Noonan's comments don't surprise me. Many neoconservatives view America as a sort of universal nation defined by universal values. Some of them explicitly take the next step and propose the universal enforcement of those values. After all, if the reason we should obey our government is that it enforces freedom, equality and pluralism, which are universal goods, and if particularities like where we were born or who our parents were are irrelevant, then it's not clear why our government should have less authority in Zanzibar than it does in Dubuque. Here, for example, is a quote from a leading neoconservative:

"In fact, since 'no nation is exempt' from the 'true and unchanging' principles of liberty and justice, American foreign policy can be said to be at war with tyranny in general97though not as urgently as we are at war with dangerously hostile tyrannies, and with a greater chance of using diplomatic and political rather than military means to achieve regime change."
[William Kristol, "Taking the War Beyond Terrorism," Washington Post, January 31, 2002]

So in principle we're at war with every government run on principles other than our own. Comments like Kristol's are part of what makes me so skittish about Noonan's comment.

Bob Webber ::: (view all by) ::: July 02, 2002, 09:16 AM:

I just wanted to follow up a bit on your comments about antisemitism in the Middle East. Although I'm not a scholar in this area, my impression is that antisemitism in the region predates Israel, and even British Palestine, and that it is essentially the same hateful human xenophobic reaction as elsewhere in the world.
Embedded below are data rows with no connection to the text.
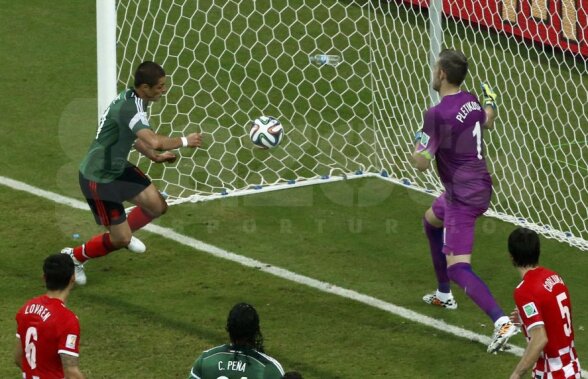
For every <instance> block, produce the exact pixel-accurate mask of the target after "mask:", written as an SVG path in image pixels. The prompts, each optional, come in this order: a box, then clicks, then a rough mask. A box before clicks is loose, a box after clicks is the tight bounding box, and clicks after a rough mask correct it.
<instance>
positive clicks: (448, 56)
mask: <svg viewBox="0 0 588 379" xmlns="http://www.w3.org/2000/svg"><path fill="white" fill-rule="evenodd" d="M437 64H438V65H439V69H440V70H442V71H443V72H445V75H446V77H447V81H448V82H449V83H451V84H454V85H456V86H460V85H461V83H463V81H464V80H465V78H466V76H467V74H468V59H467V58H466V56H465V55H464V54H463V53H462V52H461V51H457V50H453V49H445V50H443V51H441V53H440V54H439V60H438V61H437Z"/></svg>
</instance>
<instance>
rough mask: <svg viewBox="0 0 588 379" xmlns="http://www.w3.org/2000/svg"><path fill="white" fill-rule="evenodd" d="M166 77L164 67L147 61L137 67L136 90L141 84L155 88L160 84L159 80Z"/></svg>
mask: <svg viewBox="0 0 588 379" xmlns="http://www.w3.org/2000/svg"><path fill="white" fill-rule="evenodd" d="M164 76H165V71H164V70H163V67H161V66H160V65H158V64H157V63H155V62H151V61H145V62H143V63H141V64H140V65H139V67H137V71H135V88H137V87H139V86H140V85H141V84H147V85H148V86H149V87H153V86H154V85H156V84H157V83H158V82H159V79H161V78H163V77H164Z"/></svg>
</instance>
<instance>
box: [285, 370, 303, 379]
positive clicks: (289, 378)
mask: <svg viewBox="0 0 588 379" xmlns="http://www.w3.org/2000/svg"><path fill="white" fill-rule="evenodd" d="M282 379H302V375H301V374H300V373H299V372H298V371H288V372H287V373H285V374H284V376H283V377H282Z"/></svg>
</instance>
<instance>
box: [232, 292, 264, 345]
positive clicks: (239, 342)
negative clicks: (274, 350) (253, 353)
mask: <svg viewBox="0 0 588 379" xmlns="http://www.w3.org/2000/svg"><path fill="white" fill-rule="evenodd" d="M227 332H228V333H229V337H230V338H231V342H232V343H234V344H246V345H249V346H251V347H253V348H254V349H255V350H257V351H259V352H262V353H263V351H264V350H263V336H262V334H261V330H260V328H259V315H258V314H257V311H256V310H255V308H253V306H252V305H250V304H247V303H239V304H235V306H233V308H232V309H231V311H230V312H229V317H228V318H227Z"/></svg>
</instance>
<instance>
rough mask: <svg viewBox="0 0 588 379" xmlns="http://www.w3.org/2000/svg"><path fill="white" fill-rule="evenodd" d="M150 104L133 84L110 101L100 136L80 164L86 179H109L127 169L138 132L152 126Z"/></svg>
mask: <svg viewBox="0 0 588 379" xmlns="http://www.w3.org/2000/svg"><path fill="white" fill-rule="evenodd" d="M147 106H148V103H147V102H146V101H143V100H142V99H141V98H140V97H138V96H137V94H136V93H135V91H134V90H133V89H132V88H129V89H127V90H125V91H123V92H121V93H120V94H119V95H118V96H117V97H116V98H115V99H114V100H113V101H112V103H110V105H109V106H108V108H106V110H105V111H104V114H103V115H102V117H100V123H99V125H98V131H97V132H96V138H94V141H93V142H92V144H91V145H90V149H89V150H88V153H87V154H86V157H85V158H84V160H83V161H82V163H81V164H80V172H81V173H82V175H83V176H84V177H85V178H86V179H88V180H92V181H94V182H98V183H109V182H112V181H114V180H115V179H116V178H117V177H119V176H120V175H121V174H122V173H123V171H124V169H125V167H127V165H128V164H129V163H128V161H127V158H128V156H129V152H130V151H131V148H132V147H133V144H134V142H135V139H136V138H137V136H136V134H137V132H138V131H139V130H141V129H146V128H150V126H149V119H148V116H147Z"/></svg>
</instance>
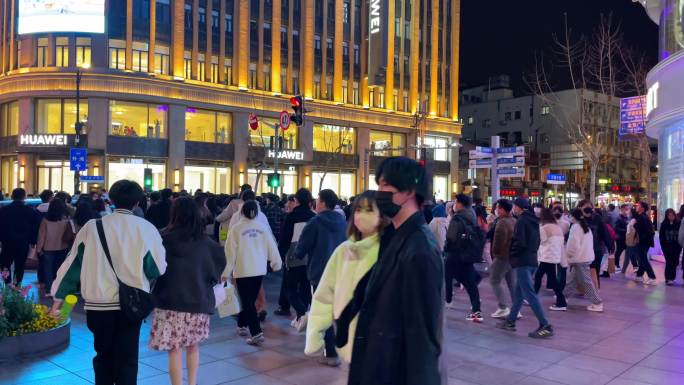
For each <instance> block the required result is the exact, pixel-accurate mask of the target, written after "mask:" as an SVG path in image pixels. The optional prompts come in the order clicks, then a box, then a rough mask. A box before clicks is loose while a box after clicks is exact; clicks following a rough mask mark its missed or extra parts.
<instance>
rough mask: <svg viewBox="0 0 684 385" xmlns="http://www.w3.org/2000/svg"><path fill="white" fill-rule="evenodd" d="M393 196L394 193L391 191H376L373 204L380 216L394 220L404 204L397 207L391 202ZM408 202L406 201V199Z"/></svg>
mask: <svg viewBox="0 0 684 385" xmlns="http://www.w3.org/2000/svg"><path fill="white" fill-rule="evenodd" d="M393 196H394V193H393V192H391V191H378V192H377V193H375V204H376V205H377V206H378V210H380V214H382V215H384V216H386V217H388V218H394V217H395V216H397V214H399V211H400V210H401V206H403V205H404V203H406V201H404V203H402V204H400V205H398V204H396V203H394V202H392V197H393ZM407 200H408V199H407Z"/></svg>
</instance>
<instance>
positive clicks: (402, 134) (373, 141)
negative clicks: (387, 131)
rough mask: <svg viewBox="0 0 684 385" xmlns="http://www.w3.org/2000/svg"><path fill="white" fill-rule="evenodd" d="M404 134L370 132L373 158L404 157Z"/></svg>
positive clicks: (370, 146)
mask: <svg viewBox="0 0 684 385" xmlns="http://www.w3.org/2000/svg"><path fill="white" fill-rule="evenodd" d="M405 143H406V134H398V133H393V132H387V131H371V132H370V149H371V151H372V152H371V154H372V155H374V156H401V155H404V153H405V152H406V151H405V148H404V145H405Z"/></svg>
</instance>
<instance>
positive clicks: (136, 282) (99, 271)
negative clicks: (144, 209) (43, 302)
mask: <svg viewBox="0 0 684 385" xmlns="http://www.w3.org/2000/svg"><path fill="white" fill-rule="evenodd" d="M102 226H103V227H104V233H105V236H106V237H107V246H108V247H109V254H110V255H111V257H112V264H113V265H114V269H116V275H114V271H112V268H111V266H110V265H109V262H108V261H107V257H106V256H105V253H104V251H103V249H102V246H101V243H100V238H99V236H98V234H97V227H96V221H95V220H94V219H93V220H91V221H89V222H88V223H86V224H85V225H84V226H83V227H82V228H81V230H80V231H79V232H78V234H76V239H75V240H74V246H73V247H72V248H71V251H70V252H69V255H68V256H67V258H66V260H65V261H64V263H62V266H61V267H60V268H59V271H58V272H57V279H55V281H54V283H53V284H52V295H53V297H55V298H59V299H63V298H64V297H65V296H66V295H67V294H72V293H74V292H76V288H77V284H78V283H79V282H80V283H81V295H82V296H83V299H84V300H85V309H86V310H98V311H105V310H119V283H118V282H117V280H116V277H117V276H118V277H119V279H120V280H121V281H122V282H123V283H125V284H126V285H128V286H132V287H135V288H138V289H142V290H145V291H147V292H149V291H150V281H152V280H154V279H156V278H158V277H159V276H160V275H162V274H164V272H165V271H166V250H165V249H164V246H163V244H162V239H161V236H160V235H159V231H158V230H157V229H156V228H155V227H154V225H152V224H151V223H150V222H148V221H147V220H145V219H144V218H140V217H137V216H135V215H133V213H132V212H130V211H128V210H120V209H119V210H115V211H114V213H113V214H111V215H107V216H106V217H104V218H102Z"/></svg>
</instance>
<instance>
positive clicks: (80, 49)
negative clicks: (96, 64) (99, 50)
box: [76, 37, 91, 67]
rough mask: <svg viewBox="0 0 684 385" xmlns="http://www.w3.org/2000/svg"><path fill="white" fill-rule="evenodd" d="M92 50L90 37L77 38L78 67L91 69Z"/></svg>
mask: <svg viewBox="0 0 684 385" xmlns="http://www.w3.org/2000/svg"><path fill="white" fill-rule="evenodd" d="M90 59H91V48H90V38H89V37H77V38H76V66H77V67H84V66H85V67H90Z"/></svg>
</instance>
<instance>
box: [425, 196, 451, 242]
mask: <svg viewBox="0 0 684 385" xmlns="http://www.w3.org/2000/svg"><path fill="white" fill-rule="evenodd" d="M438 207H439V206H438ZM453 207H454V202H447V203H446V205H445V210H444V211H442V210H433V218H432V221H430V224H429V225H428V227H429V228H430V231H431V232H432V235H434V236H435V239H436V240H437V247H438V248H439V250H441V251H442V252H443V251H444V244H445V243H446V233H447V230H448V229H449V222H451V217H452V216H453Z"/></svg>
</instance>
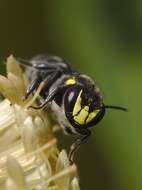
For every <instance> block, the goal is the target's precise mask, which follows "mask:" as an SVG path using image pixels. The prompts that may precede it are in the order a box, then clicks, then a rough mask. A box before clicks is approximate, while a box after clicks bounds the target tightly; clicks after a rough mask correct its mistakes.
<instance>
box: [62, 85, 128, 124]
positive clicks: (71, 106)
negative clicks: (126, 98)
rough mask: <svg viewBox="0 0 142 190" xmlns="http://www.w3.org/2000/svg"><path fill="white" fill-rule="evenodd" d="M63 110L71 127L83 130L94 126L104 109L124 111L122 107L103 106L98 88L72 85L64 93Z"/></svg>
mask: <svg viewBox="0 0 142 190" xmlns="http://www.w3.org/2000/svg"><path fill="white" fill-rule="evenodd" d="M64 108H65V114H66V117H67V119H68V120H69V122H70V123H71V124H72V126H74V127H84V128H88V127H91V126H94V125H96V124H97V123H98V122H99V121H100V120H101V119H102V118H103V116H104V114H105V109H106V108H114V109H120V110H124V111H126V109H125V108H122V107H117V106H108V105H104V103H103V100H102V96H101V95H100V92H99V89H98V88H94V87H92V88H89V87H84V86H81V85H74V86H72V87H70V88H69V89H68V90H67V91H66V93H65V96H64Z"/></svg>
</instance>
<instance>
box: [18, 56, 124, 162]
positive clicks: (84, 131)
mask: <svg viewBox="0 0 142 190" xmlns="http://www.w3.org/2000/svg"><path fill="white" fill-rule="evenodd" d="M17 60H18V62H19V63H20V64H22V65H24V66H26V73H27V76H28V77H29V79H30V81H31V83H30V85H29V87H28V88H27V92H26V95H25V99H26V98H28V96H29V95H30V94H31V93H32V92H33V91H38V92H39V95H40V97H41V98H42V100H43V101H42V103H41V104H40V105H39V106H38V107H34V106H30V107H32V108H34V109H41V108H44V107H46V106H47V104H48V105H49V106H50V107H51V109H52V111H53V112H54V113H55V115H56V117H57V121H58V123H59V125H60V127H61V128H62V129H63V131H64V132H65V133H66V134H70V135H77V136H78V138H77V140H76V141H75V142H74V143H73V144H72V146H71V148H70V152H69V160H70V163H71V164H72V163H73V161H74V154H75V152H76V151H77V149H78V148H79V147H80V145H81V144H83V143H85V142H87V140H88V138H89V137H90V135H91V131H90V128H91V127H93V126H95V125H96V124H97V123H98V122H99V121H100V120H101V119H102V118H103V117H104V115H105V110H106V108H113V109H118V110H122V111H127V109H126V108H123V107H118V106H110V105H105V104H104V102H103V99H102V95H101V93H100V90H99V88H98V87H97V86H96V83H95V82H94V81H93V80H92V79H91V78H90V77H88V76H87V75H84V74H81V73H80V72H78V71H77V70H75V69H73V68H72V67H71V65H69V64H68V63H66V62H65V61H64V60H63V59H62V58H60V57H57V56H49V55H37V56H35V57H33V58H32V59H30V60H24V59H21V58H17Z"/></svg>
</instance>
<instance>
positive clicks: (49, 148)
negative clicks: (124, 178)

From what I understand, the existence of Israel has an aspect of insult added to injury in that Jews made Israel and have repeatedly defeated attempts by majority-Islam countries to destroy their nation.

Antisemitism (and particularly the Elders of Zion version currently active), in this view, is part of the narrative rationale for Israel's success: the Jews must have secret influences and powers in order to defeat the forces of the One True Religion. Antisemitism was, I think, also a part of the Nazi narrative explaining the troubles of the then-modern world. Once again, part of a confidence trick by which authoritarian movements and regimes gain and keep power.